Ce n’est qu’au petit matin, peu avant le lever du soleil, que la Lune se lève. Tout autour de nous se met à projeter des ombres et les détails subtils du ciel nocturne s’estompent. La Lune les domine de son éclat. Juste avant l’aube, nous regardons les premières lueurs se refléter sur les télescopes au sommet du Cerro Paranal. Éreintés, transis, mais gonflés par les émotions que dégage ce lieu quasi mystique, nous attendons le soleil en espérant que ses rayons nous réchaufferont enfin.
Observatoire du Cerro Paranal
La construction de l’observatoire du Cerro Paranal a débuté en 1999. Plus de 30 mètres du sommet ont été arasés pour créer un plateau destiné aux télescopes. C’est l’un des plus grands projets astronomiques de ce type au monde.
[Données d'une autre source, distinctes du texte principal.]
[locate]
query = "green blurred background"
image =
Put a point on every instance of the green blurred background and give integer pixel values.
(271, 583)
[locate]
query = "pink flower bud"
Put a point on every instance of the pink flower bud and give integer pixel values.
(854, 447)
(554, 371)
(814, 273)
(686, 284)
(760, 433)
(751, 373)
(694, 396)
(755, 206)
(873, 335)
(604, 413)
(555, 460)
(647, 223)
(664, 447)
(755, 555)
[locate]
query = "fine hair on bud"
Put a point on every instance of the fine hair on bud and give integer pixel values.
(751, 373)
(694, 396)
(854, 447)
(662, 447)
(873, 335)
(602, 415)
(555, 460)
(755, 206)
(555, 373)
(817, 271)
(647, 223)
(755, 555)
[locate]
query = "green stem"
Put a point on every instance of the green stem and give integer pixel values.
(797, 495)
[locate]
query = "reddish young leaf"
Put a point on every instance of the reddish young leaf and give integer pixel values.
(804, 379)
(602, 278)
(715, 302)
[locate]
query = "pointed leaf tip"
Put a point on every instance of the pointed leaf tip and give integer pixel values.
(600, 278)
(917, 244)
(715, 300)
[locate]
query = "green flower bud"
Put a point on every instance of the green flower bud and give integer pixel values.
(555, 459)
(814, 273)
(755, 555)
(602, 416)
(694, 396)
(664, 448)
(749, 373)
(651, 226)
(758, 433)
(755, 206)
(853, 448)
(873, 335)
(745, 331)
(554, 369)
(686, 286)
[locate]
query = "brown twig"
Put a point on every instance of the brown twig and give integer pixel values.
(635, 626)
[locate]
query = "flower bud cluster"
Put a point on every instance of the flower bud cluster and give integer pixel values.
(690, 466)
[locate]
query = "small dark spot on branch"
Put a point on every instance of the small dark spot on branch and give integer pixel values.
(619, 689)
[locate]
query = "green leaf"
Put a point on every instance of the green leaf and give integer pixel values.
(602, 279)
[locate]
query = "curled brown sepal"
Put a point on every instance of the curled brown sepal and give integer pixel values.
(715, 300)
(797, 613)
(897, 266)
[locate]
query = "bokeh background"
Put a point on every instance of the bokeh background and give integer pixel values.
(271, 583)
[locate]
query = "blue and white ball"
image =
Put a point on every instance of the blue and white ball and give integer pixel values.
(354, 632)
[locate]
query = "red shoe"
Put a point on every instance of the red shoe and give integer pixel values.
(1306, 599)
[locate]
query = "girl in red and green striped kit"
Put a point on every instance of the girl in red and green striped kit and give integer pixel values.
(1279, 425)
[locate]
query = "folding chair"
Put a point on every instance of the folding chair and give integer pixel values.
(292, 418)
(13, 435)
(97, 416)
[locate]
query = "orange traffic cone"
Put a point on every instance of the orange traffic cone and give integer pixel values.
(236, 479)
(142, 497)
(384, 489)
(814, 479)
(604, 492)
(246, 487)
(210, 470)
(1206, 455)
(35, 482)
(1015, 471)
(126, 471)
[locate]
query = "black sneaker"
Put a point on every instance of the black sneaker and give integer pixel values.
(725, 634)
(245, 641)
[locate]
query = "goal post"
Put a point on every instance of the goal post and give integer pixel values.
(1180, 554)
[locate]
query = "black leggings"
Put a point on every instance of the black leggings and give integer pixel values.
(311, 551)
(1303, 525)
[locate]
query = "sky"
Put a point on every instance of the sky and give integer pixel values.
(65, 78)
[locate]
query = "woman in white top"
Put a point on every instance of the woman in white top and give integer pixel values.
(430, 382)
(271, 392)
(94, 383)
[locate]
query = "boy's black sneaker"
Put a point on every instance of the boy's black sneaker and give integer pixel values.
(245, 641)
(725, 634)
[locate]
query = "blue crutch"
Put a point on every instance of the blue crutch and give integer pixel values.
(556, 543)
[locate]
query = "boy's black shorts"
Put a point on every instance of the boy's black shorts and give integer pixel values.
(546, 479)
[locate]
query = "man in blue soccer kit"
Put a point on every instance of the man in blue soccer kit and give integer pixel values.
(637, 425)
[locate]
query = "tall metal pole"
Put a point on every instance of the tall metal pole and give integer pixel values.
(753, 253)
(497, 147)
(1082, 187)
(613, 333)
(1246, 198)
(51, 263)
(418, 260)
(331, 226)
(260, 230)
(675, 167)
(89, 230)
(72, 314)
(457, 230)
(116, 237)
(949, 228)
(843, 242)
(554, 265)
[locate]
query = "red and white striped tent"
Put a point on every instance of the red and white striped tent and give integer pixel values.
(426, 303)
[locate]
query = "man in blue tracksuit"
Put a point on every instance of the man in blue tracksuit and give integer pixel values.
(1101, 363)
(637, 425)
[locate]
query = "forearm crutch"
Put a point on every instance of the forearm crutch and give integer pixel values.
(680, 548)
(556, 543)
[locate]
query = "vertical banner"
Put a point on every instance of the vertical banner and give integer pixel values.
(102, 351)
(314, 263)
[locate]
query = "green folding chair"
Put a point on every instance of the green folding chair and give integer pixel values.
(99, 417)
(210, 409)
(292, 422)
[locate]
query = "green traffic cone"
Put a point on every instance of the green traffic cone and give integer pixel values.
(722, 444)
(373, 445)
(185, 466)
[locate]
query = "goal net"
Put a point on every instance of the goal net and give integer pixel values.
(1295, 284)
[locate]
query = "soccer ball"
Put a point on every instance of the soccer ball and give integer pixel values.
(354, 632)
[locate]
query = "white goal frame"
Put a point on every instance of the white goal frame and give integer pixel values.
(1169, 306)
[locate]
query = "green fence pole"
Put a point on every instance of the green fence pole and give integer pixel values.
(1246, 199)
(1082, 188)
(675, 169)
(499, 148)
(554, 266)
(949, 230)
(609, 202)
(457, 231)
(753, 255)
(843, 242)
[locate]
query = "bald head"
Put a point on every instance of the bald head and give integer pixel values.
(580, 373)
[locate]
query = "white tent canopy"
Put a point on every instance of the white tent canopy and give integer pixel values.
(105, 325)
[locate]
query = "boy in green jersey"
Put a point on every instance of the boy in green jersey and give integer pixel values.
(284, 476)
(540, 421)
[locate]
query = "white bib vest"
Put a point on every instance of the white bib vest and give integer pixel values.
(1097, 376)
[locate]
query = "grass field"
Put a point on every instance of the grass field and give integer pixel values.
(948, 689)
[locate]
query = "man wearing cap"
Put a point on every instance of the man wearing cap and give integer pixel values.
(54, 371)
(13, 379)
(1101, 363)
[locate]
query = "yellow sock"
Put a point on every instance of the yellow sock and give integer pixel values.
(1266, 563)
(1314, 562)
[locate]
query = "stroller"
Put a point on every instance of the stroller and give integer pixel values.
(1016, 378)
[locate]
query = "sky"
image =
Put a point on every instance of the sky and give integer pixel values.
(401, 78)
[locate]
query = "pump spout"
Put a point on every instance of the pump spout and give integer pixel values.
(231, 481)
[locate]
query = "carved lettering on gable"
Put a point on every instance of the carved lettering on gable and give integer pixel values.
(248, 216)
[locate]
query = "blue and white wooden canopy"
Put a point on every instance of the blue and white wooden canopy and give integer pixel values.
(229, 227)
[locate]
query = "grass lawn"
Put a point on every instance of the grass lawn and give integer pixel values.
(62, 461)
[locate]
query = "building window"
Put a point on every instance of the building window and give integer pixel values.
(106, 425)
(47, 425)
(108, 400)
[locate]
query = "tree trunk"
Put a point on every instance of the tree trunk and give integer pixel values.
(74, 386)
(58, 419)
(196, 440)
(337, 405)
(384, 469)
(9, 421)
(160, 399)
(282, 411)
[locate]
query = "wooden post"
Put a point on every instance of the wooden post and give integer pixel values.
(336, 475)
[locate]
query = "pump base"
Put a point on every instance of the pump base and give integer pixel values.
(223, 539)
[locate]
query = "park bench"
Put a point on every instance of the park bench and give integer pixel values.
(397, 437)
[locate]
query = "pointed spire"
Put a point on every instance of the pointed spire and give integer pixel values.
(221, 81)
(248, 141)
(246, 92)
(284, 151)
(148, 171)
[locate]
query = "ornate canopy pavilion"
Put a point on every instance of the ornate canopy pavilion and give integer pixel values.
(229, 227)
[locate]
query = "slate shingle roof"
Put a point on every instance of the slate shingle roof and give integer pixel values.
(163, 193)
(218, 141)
Si vous venez jusqu’ici, la visite guidée vaut clairement le détour — nous, hélas, n’en avons pas eu le temps.
Juste sous le sommet se trouve toute l’infrastructure pour le personnel de l’observatoire — bâtiments techniques, salle de sport, héliport, petit aérodrome et même un hôtel.
L’obscurité, une ressource

Sur le chemin du retour vers la route principale, nous croisons un panneau routier qui, ici, prend tout son sens. La nuit est une ressource précieuse. Si vous souhaitez accéder au site de nuit en voiture, vous devez pouvoir circuler sans allumer vos phares.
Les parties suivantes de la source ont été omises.